Fino a Qui Tutto Bene, prima che essere un titolo, è una sorta di mantra. Un mantra positivo e rassicurante che i protagonisti del film di Roan Johnson continuano a ripetersi quasi inconsciamente, come la maggior parte degli studenti universitari arrivati alla fine del loro percorso di studi e pronti ad essere abbandonati nel mare aperto della vita, con solo un salvagente di sicurezza e potendo contare esclusivamente sulle loro forze.
La pellicola immortala gli ultimi giorni di un variegato gruppo di studenti universitari pisani pronti ad abbandonare la loro amata casa, teatro di gioie, dolori, successi, cadute e amori: due ragazze e tre ragazzi, ognuno col suo mondo, le sue aspettative, ognuno pronto ad affrontare l’esterno e ad uscire dal guscio protettivo della famiglia “improvvisata” che si sono creati. Ma quell’inesorabile senso di fine che aleggia sulle loro teste non fa altro che aumentare la malinconia nei confronti di una “tarda adolescenza” che pian piano sfuma, per scivolare nel mondo degli adulti.
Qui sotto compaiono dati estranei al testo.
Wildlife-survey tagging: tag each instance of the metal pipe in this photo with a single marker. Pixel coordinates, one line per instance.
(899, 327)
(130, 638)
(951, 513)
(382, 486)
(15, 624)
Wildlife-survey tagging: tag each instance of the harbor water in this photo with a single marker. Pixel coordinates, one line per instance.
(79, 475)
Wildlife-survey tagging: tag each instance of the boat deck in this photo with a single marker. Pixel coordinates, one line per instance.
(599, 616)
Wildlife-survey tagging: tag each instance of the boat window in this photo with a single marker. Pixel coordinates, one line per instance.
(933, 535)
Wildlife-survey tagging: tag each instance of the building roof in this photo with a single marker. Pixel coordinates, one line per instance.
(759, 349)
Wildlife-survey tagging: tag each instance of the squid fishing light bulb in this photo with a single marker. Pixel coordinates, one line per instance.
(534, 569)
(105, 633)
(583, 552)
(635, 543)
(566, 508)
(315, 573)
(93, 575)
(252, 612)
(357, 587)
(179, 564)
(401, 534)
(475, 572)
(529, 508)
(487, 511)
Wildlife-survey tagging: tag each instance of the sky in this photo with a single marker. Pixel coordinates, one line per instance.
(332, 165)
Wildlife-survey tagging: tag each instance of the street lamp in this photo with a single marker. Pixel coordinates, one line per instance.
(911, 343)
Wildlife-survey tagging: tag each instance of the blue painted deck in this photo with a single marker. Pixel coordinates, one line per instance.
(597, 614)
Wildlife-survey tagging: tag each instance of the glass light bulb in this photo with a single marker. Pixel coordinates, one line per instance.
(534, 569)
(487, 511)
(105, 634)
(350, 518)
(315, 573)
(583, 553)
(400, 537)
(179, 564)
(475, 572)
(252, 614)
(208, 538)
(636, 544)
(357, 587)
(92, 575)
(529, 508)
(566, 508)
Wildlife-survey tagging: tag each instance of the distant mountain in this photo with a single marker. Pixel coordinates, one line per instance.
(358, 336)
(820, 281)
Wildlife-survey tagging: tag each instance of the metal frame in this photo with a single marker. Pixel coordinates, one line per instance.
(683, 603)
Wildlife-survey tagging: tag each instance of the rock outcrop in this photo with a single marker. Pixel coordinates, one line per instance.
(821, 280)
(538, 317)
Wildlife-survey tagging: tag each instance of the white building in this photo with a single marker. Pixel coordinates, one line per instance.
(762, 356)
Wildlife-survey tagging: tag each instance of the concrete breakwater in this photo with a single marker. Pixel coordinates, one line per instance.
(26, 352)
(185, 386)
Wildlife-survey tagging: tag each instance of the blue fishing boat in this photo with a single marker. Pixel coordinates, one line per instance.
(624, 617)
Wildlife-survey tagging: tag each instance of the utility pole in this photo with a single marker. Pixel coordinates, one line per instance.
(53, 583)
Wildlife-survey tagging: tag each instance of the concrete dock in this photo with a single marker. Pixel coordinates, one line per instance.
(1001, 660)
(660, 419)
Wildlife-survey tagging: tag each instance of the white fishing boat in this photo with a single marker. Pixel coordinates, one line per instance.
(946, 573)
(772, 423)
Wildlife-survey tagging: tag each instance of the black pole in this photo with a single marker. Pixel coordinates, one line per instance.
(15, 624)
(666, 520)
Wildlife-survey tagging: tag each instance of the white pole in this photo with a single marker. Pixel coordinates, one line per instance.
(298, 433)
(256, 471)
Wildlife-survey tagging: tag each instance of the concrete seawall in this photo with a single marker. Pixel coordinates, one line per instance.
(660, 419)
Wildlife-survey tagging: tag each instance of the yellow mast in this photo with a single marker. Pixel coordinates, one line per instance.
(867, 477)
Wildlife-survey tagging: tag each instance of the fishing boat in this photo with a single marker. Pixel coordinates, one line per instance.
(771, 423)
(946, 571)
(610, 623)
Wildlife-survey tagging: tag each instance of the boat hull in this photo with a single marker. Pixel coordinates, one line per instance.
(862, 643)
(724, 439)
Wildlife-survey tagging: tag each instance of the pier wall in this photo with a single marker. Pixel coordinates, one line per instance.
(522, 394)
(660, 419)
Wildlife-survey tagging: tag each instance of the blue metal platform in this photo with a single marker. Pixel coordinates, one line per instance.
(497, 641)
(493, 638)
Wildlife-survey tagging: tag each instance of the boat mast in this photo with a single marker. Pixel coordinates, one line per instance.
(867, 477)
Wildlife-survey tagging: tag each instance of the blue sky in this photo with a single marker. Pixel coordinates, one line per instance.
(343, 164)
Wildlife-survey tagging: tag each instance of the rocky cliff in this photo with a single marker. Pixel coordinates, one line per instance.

Fino a qui tutto bene è stato presentato alla nona edizione del Festival del Film di Roma riscuotendo un ottimo successo e vincendo diversi premi: nonostante alcune debolezze drammaturgiche ed una struttura più simile ad un collage di frammenti vari sparsi tra ricordi ed eventi, Johnson gira una comedy dal gusto on the road che immortala una generazione- quella che è nata e cresciuta nella lunga ombra della crisi- e costruisce un ideale racconto di formazione restringendolo all’arco narrativo di un paio di giorni, sospendendo il giudizio e annullando i pronostici, aprendo la porta alle infinite possibilità che il destino può riservare ad ognuno di noi.